Yada me proposa d'assister dans la soirée à une représentation de théâtre expérimental que donnaient des amis.
"Y aller, oui...Enfin, pourquoi pas..."
Mes tergiversations au sujet de l'argent transparaissaient jusque dans mes mots. Sans se soucier de mes états d'âme, Yada avait sorti d'une malle un kimono léger qui puait la naphtaline et qu'il essayait devant son miroir, la mine satisfaite.
Sentant que je n'avais guère le choix, je me résolus à l'accompagner de nouveau.
"Comment se fait-il...? murmurai-je en cherchant autour de moi mes socques qui n'étaient plus dans l'entrée.
- Je pensais que vous restiez cette nuit, je les ai rangées avec celles de M. Yada", lança au loin la propriétaire de sa voix haut perchée.

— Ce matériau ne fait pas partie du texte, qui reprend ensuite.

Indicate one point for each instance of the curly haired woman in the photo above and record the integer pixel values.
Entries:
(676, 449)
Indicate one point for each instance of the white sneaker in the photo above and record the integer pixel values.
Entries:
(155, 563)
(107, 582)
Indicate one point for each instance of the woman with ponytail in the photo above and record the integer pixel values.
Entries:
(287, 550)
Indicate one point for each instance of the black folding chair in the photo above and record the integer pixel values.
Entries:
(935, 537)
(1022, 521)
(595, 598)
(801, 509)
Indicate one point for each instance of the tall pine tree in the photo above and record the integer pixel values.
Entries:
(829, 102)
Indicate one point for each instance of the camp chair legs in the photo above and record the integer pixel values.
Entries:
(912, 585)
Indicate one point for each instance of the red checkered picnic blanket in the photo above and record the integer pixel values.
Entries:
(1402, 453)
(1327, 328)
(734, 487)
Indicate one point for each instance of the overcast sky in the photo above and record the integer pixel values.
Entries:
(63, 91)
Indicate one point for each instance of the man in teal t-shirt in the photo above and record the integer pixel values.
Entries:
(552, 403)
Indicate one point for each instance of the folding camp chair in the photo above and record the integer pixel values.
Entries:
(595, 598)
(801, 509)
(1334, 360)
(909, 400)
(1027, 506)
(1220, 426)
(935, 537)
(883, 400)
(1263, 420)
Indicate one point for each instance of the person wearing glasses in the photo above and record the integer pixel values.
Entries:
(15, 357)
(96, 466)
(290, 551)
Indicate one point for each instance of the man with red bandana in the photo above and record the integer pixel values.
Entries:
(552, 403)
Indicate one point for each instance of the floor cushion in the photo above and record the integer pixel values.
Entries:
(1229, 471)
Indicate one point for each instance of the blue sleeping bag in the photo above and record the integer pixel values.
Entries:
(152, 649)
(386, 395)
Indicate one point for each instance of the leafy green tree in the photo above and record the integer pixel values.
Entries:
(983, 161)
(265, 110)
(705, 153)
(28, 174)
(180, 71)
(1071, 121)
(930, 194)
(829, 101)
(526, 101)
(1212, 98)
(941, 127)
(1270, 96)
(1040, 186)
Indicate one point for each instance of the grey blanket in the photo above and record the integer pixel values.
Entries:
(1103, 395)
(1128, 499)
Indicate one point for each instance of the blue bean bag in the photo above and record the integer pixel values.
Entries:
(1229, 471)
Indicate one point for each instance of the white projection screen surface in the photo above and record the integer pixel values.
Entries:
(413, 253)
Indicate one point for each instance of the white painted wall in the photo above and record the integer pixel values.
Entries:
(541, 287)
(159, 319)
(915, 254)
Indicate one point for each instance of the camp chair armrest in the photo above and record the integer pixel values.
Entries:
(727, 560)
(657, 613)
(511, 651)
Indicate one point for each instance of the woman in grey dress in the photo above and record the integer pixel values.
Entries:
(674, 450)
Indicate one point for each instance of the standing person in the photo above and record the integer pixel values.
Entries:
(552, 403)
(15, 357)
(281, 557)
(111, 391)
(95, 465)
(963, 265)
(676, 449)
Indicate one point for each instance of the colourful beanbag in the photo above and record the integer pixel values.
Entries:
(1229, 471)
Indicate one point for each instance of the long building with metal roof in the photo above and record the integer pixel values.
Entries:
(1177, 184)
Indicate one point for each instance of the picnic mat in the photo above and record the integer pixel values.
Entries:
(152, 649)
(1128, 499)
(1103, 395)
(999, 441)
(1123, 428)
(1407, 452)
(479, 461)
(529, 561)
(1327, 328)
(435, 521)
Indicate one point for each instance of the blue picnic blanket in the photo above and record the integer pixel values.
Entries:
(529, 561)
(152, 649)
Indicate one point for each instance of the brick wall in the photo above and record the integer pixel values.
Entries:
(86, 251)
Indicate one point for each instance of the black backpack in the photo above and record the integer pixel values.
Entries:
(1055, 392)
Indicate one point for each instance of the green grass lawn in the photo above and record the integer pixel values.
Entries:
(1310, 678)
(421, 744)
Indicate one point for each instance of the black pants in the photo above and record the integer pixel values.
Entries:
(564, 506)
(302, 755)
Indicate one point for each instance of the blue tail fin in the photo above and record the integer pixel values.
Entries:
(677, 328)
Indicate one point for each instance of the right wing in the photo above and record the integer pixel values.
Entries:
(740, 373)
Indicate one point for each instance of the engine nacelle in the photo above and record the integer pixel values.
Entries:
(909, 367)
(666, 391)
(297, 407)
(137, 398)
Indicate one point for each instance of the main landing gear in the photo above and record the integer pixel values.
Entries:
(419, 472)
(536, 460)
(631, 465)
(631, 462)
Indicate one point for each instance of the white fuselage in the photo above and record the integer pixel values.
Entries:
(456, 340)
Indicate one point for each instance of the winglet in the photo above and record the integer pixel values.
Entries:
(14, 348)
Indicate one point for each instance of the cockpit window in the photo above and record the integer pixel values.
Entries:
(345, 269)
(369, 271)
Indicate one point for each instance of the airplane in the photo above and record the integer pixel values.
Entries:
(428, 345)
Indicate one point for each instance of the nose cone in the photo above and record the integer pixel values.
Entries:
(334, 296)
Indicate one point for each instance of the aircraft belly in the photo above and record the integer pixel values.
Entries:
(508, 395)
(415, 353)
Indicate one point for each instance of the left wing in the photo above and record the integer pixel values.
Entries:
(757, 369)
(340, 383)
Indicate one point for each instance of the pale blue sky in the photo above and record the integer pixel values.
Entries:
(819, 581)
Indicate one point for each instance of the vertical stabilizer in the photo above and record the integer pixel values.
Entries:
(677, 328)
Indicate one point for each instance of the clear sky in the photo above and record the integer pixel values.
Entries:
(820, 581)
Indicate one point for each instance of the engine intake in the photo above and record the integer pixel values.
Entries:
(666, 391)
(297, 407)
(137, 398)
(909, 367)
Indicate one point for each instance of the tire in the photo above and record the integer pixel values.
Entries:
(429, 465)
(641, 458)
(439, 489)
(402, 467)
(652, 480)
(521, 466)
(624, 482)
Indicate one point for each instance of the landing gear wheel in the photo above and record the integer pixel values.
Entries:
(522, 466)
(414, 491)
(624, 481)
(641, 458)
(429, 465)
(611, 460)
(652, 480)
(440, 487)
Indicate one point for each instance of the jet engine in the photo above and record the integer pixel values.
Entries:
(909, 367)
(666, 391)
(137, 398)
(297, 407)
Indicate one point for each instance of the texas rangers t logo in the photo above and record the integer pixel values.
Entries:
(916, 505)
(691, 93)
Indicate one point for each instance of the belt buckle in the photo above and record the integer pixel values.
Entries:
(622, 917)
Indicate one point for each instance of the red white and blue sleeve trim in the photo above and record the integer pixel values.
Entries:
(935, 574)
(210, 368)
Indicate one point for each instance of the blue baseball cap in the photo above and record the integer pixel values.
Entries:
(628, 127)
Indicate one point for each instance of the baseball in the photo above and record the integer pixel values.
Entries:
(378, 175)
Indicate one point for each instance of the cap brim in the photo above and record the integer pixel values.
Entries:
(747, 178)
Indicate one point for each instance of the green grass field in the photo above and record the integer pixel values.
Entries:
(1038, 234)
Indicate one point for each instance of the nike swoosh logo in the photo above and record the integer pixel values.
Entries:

Je n'avais pas remarqué la petite fenêtre ménagée dans la porte coulissante de la pièce du fond, derrière laquelle elle m'observait. Mes geta sales, taillées dans un seul bloc, étaient posées, à l'envers, sur celles de Yada. Un frisson me parcourut, prise de conscience brutale de ma situation et de l'endroit où je me trouvais.
Dehors, il faisait encore jour; des nuées rougeoyantes lourdes d'humidité coiffaient la ville. Je pensais à ma mansarde de banlieue au-dessus de l'échoppe du coiffeur, d'où d'ordinaire je regardais le ciel de Tôkyô, et je pensais aussi, avec une satisfaction mitigée, à l'homme qui là-bas, les bras croisés, imaginait sa femme partie vers la ville animée qui s'étendait devant lui sous ce beau ciel.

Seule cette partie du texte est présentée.